Syrian Refugees, Um Abdullah and her daugther Maysaa, 13, pack a suitcase in preparation for their journey to Gemany, at their temporary home in Barja, Lebanon in April 2014. The family will travel to Germany under the resettlement programme. Andrew McConnell/UNHCR
Bien qu’il s’agisse du premier pays de réinstallation au monde, les États-Unis n’ont pour l’heure ouvert leurs frontières qu’à 1 000 Syriens en quête d’un endroit sûr où fuir leur pays déchiré par la guerre.

Les groupes de défense des droits de l’homme, les membres du Congrès et les urbanistes font partie des personnes qui tentent de persuader Barack Obama d’accepter davantage de Syriens sur le territoire. Mais des préoccupations d’ordre sécuritaire, le sentiment d’opposition à l’immigration et les difficultés bureaucratiques font obstacle.

Il a fallu longtemps à la communauté internationale pour réaliser que les 12 millions de Syriens déplacés par cinq ans de guerre civile – aussi bien à l’intérieur qu’à l’extérieur de leur pays – n’étaient pas prêts de rentrer chez eux. Les pays voisins (la Jordanie, le Liban et la Turquie) ont absorbé près de 4 millions de Syriens à eux trois.
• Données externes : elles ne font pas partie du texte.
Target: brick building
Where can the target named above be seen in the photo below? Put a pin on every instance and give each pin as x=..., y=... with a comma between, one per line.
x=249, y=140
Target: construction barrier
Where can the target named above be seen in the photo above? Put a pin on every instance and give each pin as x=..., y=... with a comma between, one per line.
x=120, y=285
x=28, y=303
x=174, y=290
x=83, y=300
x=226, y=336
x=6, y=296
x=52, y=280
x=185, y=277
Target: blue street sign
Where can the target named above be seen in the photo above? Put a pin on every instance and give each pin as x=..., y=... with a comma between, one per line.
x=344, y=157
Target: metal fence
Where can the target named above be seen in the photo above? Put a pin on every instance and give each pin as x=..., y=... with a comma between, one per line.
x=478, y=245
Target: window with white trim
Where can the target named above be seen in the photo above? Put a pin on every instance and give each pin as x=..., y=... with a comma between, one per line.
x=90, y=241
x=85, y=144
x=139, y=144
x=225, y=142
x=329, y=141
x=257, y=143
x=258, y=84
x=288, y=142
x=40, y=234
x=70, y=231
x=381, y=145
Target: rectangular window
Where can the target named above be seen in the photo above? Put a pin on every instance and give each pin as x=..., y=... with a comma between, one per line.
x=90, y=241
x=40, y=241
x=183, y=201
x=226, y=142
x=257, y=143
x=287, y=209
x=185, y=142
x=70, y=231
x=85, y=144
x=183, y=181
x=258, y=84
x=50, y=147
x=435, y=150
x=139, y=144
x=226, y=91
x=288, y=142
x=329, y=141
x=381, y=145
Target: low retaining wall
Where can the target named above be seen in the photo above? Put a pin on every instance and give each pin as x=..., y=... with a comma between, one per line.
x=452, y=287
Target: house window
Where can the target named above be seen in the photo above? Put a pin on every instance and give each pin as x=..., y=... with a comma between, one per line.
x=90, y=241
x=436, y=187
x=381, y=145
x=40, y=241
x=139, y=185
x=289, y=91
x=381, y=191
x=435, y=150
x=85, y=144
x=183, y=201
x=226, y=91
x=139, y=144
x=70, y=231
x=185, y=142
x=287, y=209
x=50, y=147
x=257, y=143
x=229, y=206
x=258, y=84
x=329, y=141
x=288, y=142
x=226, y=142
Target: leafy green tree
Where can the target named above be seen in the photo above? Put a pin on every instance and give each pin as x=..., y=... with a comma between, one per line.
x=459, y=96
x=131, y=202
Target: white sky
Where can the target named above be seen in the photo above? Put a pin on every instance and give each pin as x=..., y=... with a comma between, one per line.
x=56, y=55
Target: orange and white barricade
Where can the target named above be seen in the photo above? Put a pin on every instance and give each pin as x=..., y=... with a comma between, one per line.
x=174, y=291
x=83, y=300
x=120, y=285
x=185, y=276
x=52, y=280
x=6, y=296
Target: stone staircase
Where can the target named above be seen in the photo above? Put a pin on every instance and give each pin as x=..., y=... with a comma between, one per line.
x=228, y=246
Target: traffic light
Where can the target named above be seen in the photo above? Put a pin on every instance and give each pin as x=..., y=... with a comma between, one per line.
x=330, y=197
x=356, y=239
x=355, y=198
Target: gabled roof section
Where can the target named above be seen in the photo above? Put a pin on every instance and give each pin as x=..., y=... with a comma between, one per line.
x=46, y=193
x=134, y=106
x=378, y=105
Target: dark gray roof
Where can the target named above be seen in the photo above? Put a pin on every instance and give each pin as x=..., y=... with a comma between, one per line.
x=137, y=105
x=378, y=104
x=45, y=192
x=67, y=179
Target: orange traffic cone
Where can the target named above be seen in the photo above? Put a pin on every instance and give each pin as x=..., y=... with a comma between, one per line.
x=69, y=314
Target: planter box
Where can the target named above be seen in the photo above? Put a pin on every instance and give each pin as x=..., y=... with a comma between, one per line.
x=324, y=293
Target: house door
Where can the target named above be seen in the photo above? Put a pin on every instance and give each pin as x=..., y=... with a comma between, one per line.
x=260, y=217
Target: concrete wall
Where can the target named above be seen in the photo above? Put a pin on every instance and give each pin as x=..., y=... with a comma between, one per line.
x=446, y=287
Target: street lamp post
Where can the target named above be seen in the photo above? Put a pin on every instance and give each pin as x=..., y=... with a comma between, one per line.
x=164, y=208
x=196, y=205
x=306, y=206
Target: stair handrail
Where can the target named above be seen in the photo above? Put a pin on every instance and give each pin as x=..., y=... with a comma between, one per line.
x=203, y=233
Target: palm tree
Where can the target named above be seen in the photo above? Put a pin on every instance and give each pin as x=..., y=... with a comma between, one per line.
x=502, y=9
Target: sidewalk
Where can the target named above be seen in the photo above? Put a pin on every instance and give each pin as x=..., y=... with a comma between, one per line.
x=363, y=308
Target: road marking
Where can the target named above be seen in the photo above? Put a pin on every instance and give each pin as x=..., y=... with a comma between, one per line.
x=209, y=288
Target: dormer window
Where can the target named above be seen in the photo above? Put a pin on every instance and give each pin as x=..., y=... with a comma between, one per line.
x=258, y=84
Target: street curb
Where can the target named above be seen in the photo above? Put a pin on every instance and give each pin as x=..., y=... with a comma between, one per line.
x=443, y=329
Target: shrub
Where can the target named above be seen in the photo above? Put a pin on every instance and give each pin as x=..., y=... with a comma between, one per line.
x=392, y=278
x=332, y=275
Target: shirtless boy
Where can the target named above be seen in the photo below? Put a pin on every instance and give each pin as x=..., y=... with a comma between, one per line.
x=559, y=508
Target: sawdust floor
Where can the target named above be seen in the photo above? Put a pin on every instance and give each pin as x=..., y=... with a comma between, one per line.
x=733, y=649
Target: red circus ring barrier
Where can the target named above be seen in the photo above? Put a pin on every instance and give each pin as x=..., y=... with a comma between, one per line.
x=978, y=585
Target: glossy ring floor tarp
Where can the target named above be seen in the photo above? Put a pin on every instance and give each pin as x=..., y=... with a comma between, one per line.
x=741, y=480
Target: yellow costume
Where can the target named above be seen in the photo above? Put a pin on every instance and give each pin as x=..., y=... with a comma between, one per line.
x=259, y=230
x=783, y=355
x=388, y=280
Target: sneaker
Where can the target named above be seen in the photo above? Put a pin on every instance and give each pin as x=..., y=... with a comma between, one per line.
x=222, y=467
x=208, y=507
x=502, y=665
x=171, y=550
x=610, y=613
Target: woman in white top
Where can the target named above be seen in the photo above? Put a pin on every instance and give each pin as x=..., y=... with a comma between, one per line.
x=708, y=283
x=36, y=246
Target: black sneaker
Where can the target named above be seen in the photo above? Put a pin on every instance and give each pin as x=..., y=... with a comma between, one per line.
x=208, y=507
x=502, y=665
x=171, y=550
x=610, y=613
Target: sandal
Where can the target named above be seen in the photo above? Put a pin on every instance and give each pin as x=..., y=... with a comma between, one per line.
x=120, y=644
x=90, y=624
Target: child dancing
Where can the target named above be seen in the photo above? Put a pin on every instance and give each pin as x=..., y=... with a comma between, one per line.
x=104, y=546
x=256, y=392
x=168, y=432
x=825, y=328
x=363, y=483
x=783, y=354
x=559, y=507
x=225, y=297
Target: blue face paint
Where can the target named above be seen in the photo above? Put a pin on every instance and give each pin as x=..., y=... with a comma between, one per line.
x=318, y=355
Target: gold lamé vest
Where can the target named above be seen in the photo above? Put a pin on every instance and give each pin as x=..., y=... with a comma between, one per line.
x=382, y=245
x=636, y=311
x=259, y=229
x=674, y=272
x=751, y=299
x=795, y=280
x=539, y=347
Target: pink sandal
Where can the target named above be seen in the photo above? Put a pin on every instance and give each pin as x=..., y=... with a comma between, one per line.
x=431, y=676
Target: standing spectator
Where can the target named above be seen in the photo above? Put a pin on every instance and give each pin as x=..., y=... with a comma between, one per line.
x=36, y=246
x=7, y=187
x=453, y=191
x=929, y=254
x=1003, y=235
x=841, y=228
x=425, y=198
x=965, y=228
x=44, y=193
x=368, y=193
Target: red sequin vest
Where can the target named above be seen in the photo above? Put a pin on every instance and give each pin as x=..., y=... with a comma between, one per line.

Les autres pays ont été plus lents à réagir, s’agissant notamment de la prise en charge des quelque 88 000 réfugiés syriens que l’agence des Nations Unies pour les réfugiés (HCR) a désignés à des fins de réinstallation. À ce jour, 28 pays ont accepté d’accueillir 62 000 d’entre eux – dont près de la moitié pour l’Allemagne.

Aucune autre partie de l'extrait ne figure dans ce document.